Do we have to lose something before we appreciate it?
Losing a Supreme Court seat that President Obama should have been allowed to fill was a blow (and an early sign of just how low McConnell would go.) Then, when the GOP confirmed Brett Kavanaugh, we lost the lean of the Supreme Court to the conservatives where they now have the 5-4 majority.
As much as we all love Justices Stephen Breyer and Ruth Bader Ginsburg, both appointed by Democratic presidents, we have to recognize that they are 81 and 86, respectively. The chances of them retiring, or passing away while seated, are very, very likely during the next president’s term.

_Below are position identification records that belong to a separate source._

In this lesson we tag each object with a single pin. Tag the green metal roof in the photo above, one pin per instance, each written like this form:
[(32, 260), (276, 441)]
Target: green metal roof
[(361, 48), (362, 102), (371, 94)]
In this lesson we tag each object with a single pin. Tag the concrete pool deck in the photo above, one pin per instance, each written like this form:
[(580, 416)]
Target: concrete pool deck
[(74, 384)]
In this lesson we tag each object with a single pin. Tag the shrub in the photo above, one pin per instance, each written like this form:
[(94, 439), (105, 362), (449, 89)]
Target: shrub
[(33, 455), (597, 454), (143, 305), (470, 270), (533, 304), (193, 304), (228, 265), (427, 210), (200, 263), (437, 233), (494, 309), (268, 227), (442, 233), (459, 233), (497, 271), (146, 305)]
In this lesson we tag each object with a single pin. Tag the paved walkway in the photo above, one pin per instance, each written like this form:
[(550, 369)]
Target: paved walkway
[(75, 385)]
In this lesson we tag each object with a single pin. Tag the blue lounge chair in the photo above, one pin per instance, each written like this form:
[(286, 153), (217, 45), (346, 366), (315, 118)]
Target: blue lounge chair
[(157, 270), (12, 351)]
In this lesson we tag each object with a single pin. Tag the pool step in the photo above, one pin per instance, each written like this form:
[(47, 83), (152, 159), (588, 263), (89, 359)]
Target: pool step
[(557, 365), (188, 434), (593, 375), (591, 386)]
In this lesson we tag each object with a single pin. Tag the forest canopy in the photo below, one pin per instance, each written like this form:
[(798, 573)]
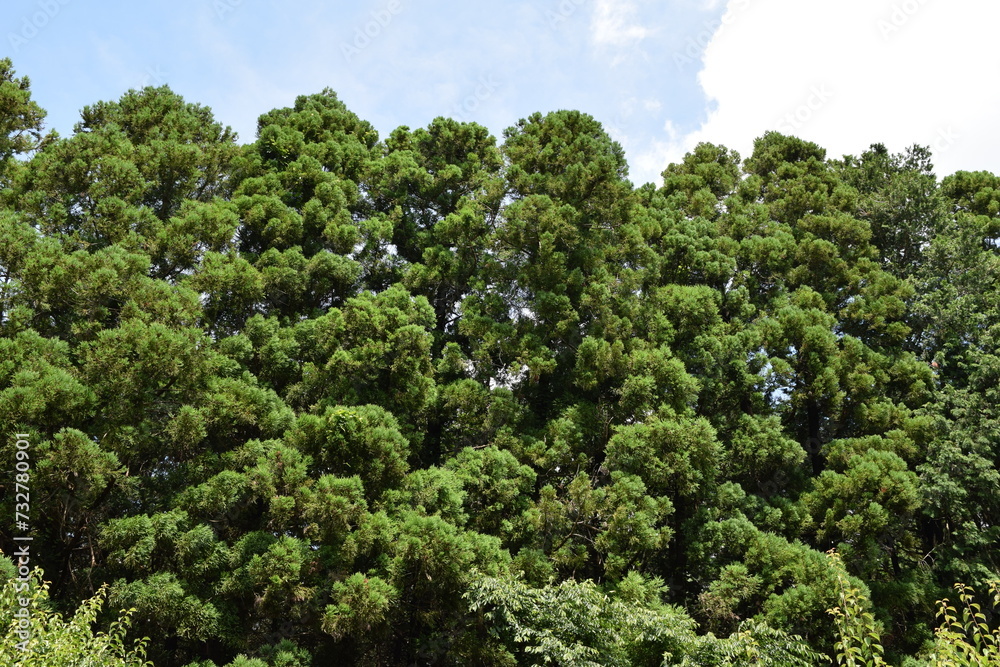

To make matters worse, the Democrats have simply not cared about the courts as much as the Republicans have. I’ve seen folks who are quick to blame Obama for not pushing harder to have his SCOTUS nominee, Merrick Garland, get confirmation hearings but in reality, Democratic voters just didn’t push much. We stayed angry, but at no point did we mobilize and push back as we did for, say the Senate vote on Obamacare or even Kavanaugh’s nomination, for that matter.
Contrast that to the Republicans. In election after election, GOP voters point to the Supreme Court as an extremely important reason for why they were voting for the GOP nominee for president. Voters push the issue, mega-donors push the issue, they have multiple think tanks and Super-PACs devoted to funding politicians who will advocate and push for conservative judges. They all LOVE Mitch McConnell for the work he’s done to transform the judiciary. That’s all McConnell does in the Senate anymore. Why? Because there is an entire political machine focused on that one goal.
All that said, I sincerely hope that the Democrats care more about the courts going forward. We are looking at an extremely dangerous situation right now if we don’t win the White House and the Senate. All of our hard-earned wins in the legislatures could go by the wayside — this is happening both in the states (like in Wisconsin where the courts agreed that the GOP could strip the Democratic governor of certain powers) and at the federal level where we’ve already had SCOTUS undermine voting rights laws and may deal Obamacare a fatal blow.
Here’s what could happen:
The Democrats flip the Senate, but Trump gets re-elected.
If there is a vacancy, Trump makes his nomination and we know he’ll continue to pick people from the Federalist’s list. Will the Democratic-led Senate be able to get away with not confirming any judges for 4 years?
Democrats win the White House, but the GOP hangs on to the Senate.
Now we have the Obama/Merrick Garland situation all over again. Our Democratic president makes a nomination, but McConnell refuses to hold any kind of confirmation hearing. And as we’ve learned, there is nothing the Democrats can do to stop that.
Trump is re-elected and the GOP hangs on to the Senate.
This makes things really easy for Republicans. Trump nominates the worst of the worst, and McConnell’s Senate will confirm them, with Susan Collins’ obligatory fence-sitting until she, of course, votes for the horrendous nominee.
What should we do?
In November, we HAVE to flip the Senate and we HAVE to flip the White House. (Click each for the plan to win those contests.) It is literally the only thing standing between us and a 7-2 conservative tilt on the Supreme Court. One bright note, a poll taken right before the 2018 midterms showed that 81% of Democratic voters said that the Supreme Court was a deciding factor in how they were voting. On the other hand, that was shortly after Kavanaugh had been confirmed to the Supreme Court.
Is our fire still there? Are we as fired up about protecting the courts as the Republicans are? For the sake of our democracy and our civil rights, I surely hope so.